Der zukünftige wirtschaftliche Wohlstand in Deutschland wird davon abhängen, ob wir – Öffentliche Hand, private Unternehmen sowie Bürger:innen Deutschlands – in die Zukunft Deutschlands investieren. Die modernste Volkswirtschaft der Welt im Jahr 2040 – so das Wunschbild des Autors – wird es nicht zum Nulltarif geben. Keeses Buch ist ein Aufruf dafür, mehr Geld in den technologischen Aufbruch unserer Landsleute zu investieren, als wir das bislang tun. Heute bereits werden in Deutschland die Technologien für die Zukunft entwickelt, von Menschen in diesem Land, an Institutionen in den verschiedensten Bundesländern, die von Steuerzahler:innen der BRD finanziert werden. Oft suchen gerade diese Innovatoren händeringend nach Geld. Weil es ihnen hier in einem der reichsten Länder der Welt nicht in ausreichender Höhe gegeben wird, wandern sie entweder aus oder verkaufen ihre Firmen an Investoren aus den USA oder China. »Jede Million, die ein junges deutsches oder europäisches Life-Changer-Unternehmen nicht von hier, sondern aus dem Ausland bekommt, kann in der Zukunft Milliardenverluste für den Standort bedeuten. Geiz kann teuer sein.«
Dabei lohnt sich ein Blick in die Geschichte Deutschlands. Der hiesige wirtschaftliche Erfolg in den 1970er Jahren war das Resultat massiver Investitionen in den 1950er und 1960er Jahren. Etwa vier Prozent des Bruttoinlandsprodukts wurden in diesen beiden Jahrzehnten für Wachstumsfinanzierung ausgegeben. Es war vor allem privates Geld in Form von Bankkrediten, das in Innovationen und Erfindungsreichtum gepumpt wurde. Während Mitte des 20. Jahrhunderts vier Prozent des Bruttoinlandsprodukts in Innovationen floss, ist diese Quote im Jahr 2019 auf magere 1,1 Prozent gefallen. Aktuell investiert Frankreich – gemessen an seiner Wirtschaftskraft – 1,5-mal mehr Wagniskapital in Zukunftstechnologien als Deutschland, Großbritannien 2,7-mal mehr, China 4,1-mal mehr und die USA 5,2-mal mehr. Ohne mutige und zukunftsorientierte Finanzierungen wird Deutschland den Titel als Exportweltmeister in Zukunft nicht verteidigen können.

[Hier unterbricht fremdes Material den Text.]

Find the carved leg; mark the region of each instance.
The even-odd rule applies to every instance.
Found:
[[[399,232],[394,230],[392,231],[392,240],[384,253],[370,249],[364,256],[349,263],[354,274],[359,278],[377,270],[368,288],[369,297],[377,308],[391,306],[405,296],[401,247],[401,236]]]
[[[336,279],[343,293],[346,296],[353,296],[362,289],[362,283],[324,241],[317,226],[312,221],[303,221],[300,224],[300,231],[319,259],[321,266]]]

Deutschland weist eine einzigartige Kombination aus technischem Geschick und finanziellem Reichtum auf, eine Kombination, für die es von vielen anderen Ländern beneidet wird. Eine in den letzten Jahren und Jahrzehnten unambitionierte und denkfaule Politik, ein dysfunktionaler Bankensektor und ein Wohlstand, der eher auf Vergangenheit als auf Zukunft ruht, haben diesem Land viel Substanz gekostet. Das Fett an der deutschen Wirtschaft wird für etliche noch einige Jahre reichen. Die Zukunft wird so aber nicht gewonnen. Diese Erkenntnisse machen »Life Changer« von Christoph Keese so lesenswert.